Both of my armpits are already extremely swollen and it's only 7:22 a.m. I haven't been able to wear the compression sleeves for Lymphedema since my burns have gotten so bad. The doctor told me the right sleeve was rubbing against my chest and irritating the burned area. So now I have fat arms and an irritated, burned chest. It hurts!

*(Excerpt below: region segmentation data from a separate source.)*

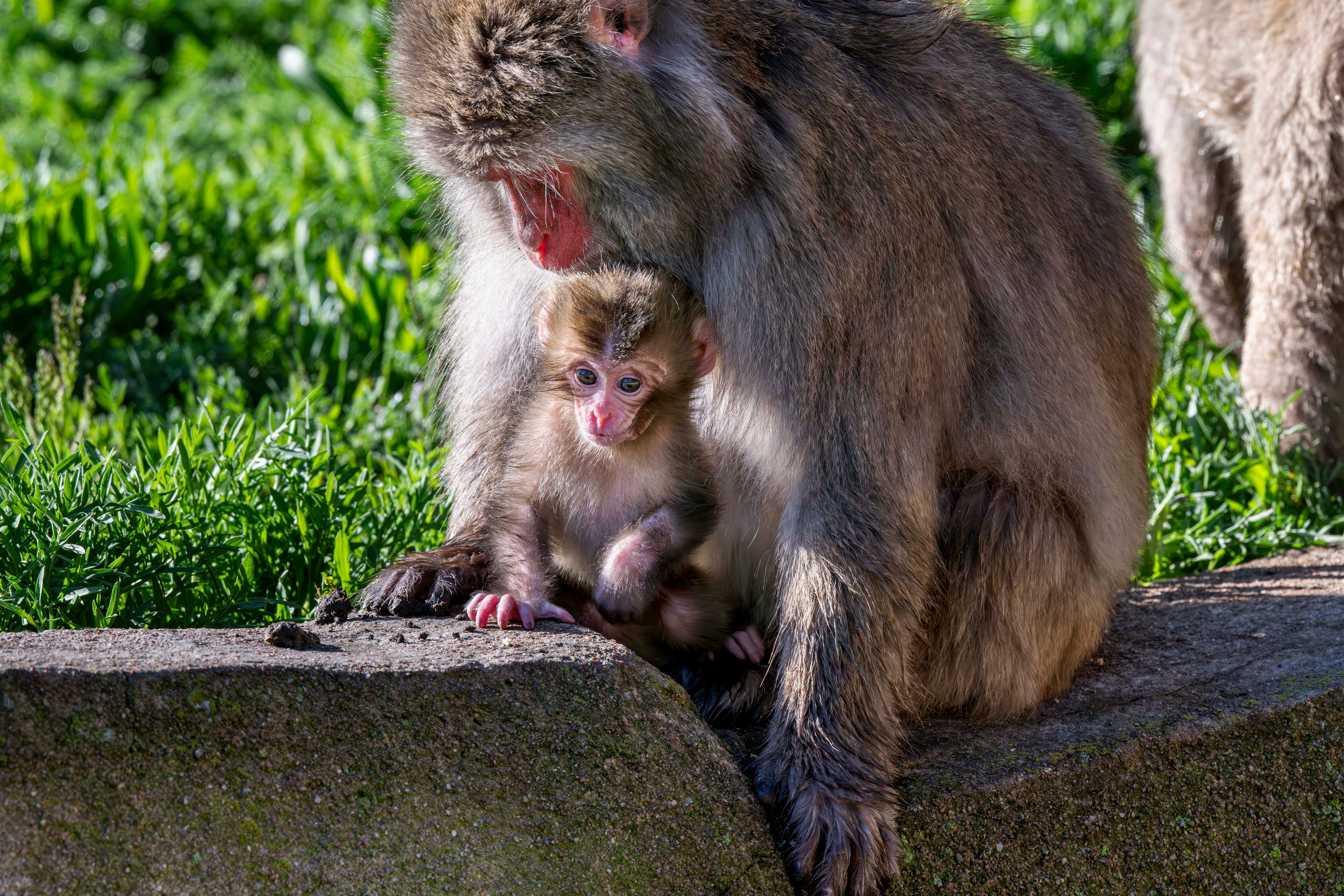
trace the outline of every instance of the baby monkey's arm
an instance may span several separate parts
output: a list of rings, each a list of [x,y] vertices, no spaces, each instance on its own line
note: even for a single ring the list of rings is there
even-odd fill
[[[466,615],[482,629],[492,615],[500,629],[507,629],[513,619],[524,629],[531,629],[538,619],[574,622],[564,607],[550,599],[544,514],[536,506],[517,501],[499,516],[493,545],[495,575],[491,586],[468,602]]]
[[[612,622],[642,614],[669,567],[699,547],[714,528],[714,505],[669,501],[613,539],[602,557],[593,599]]]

I'm going to try to enjoy my last day of freedom for the weekend...a day where I don't have to go to the radiation clinic. On Monday, I'll have the 19th treatment, (the one I was supposed to have on Friday), and I'll get to see the doctor. I am concerned about the way my skin has turned a deep shade of brownish red and is spotted with bumps. Hopefully she'll be able to tell if this is normal for this amount of radiation or if I'm having a reaction to the Silvadene cream.

What I'm thinking:
I am frustrated beyond belief! I want to be done with treatments. I need to bite my tongue instead of being so vocal around Phil about how I'm feeling. It isn't fair to him for me to complain constantly. It isn't like me! I don't like this side of me. Will the swelling and pain go away when the radiation stops? Will I continue to fight exhaustion after treatments end? Will I be able to enjoy the holidays this year? When we went to Cracker Barrel yesterday, I saw Christmas decorations in their gift shop. I didn't even get excited, in fact, I dreaded even thinking about Christmas...the shopping, the cooking, the decorating....entertaining. Oh how I would love for one of the kids to take over doing Christmas for the family this year! It would be so nice to just go and enjoy it somewhere else. Why am I thinking so far ahead? Why am I feeling this way? Why don't I look forward to Christmas this year? Oh my gosh...why do I have so many questions? I guess I'd better go get the ice pack and put it back under my arm. Typing is taking a huge effort this morning, so I'm going to have to stop now. I hope people don't think I'm crazy when they read my blog!

A Gift
Just when you seem to yourself
nothing but a flimsy web
of questions, you are given
the questions of others to hold
in the emptiness of your hands,
songbird eggs that can still hatch
if you keep them warm,
butterflies opening and closing themselves
in your cupped palms, trusting you not to injure
their scintillant fur, their dust.
You are given the questions of others
as if they were answers
to all you ask. Yes, perhaps
this gift is your answer.
Denise Levertov




©bonnie annis all rights reserved
 

2 comments:

  1. Remember the sage wisdom of Mark Lowry...."This too shall pass!!" Hang in there! Love you!

    ReplyDelete
  2. I feel so bad for all the pain you are suffering....even my chest hurt when I read it. Prayers for you today. I pray the dr has some good news for you today!!!! I was going to suggest button down shirts that you can leave open at will. I am going to look for a loose, comfy, button pj top for myself.
    I have a love/hate with the statement "it came to pass", my gf tells me that too....and I know it's true but I just want it GONE!
    re Christmas: Oh I think about it too. It's my year to host the whole family C'mas eve event and I have already said I am not. I am not sure if I'll put up the big tree (I do it myself) or just a table top tree. I will still have the grands over so will have to do something. I think one of your daughters should definitely have Christmas. I admit I LOVE the decorations but that is not what it is about. I think it's just important to be with family as we celebrate Jesus' birth. At least you know the radiation will be over by then.
    I am in limbo right now......I was told that today is my last chemo........I am so afraid the dr is going to say he made a mistake and I have 3 more. I'll cry again if so, NOT happy tears either. When is my appt with the surgeon? when is my surgery? Thank God I am only having a lumpectomy and some lymph nodes on the right side. When will I have radiation? for how long? I have plans for a scrapbook weekend in Jan, will I feel good enough to attend? Just a few of my questions so you don't have to feel like you are the only one who wonders....what???? when???? how???
    Thanks for your comment on my blog. For the most part I am happy and content, but some days......I don't really cry myself to sleep. But I do put up a dam good front! God Bless and may we both have great days at our dr/treatment appointments today!!!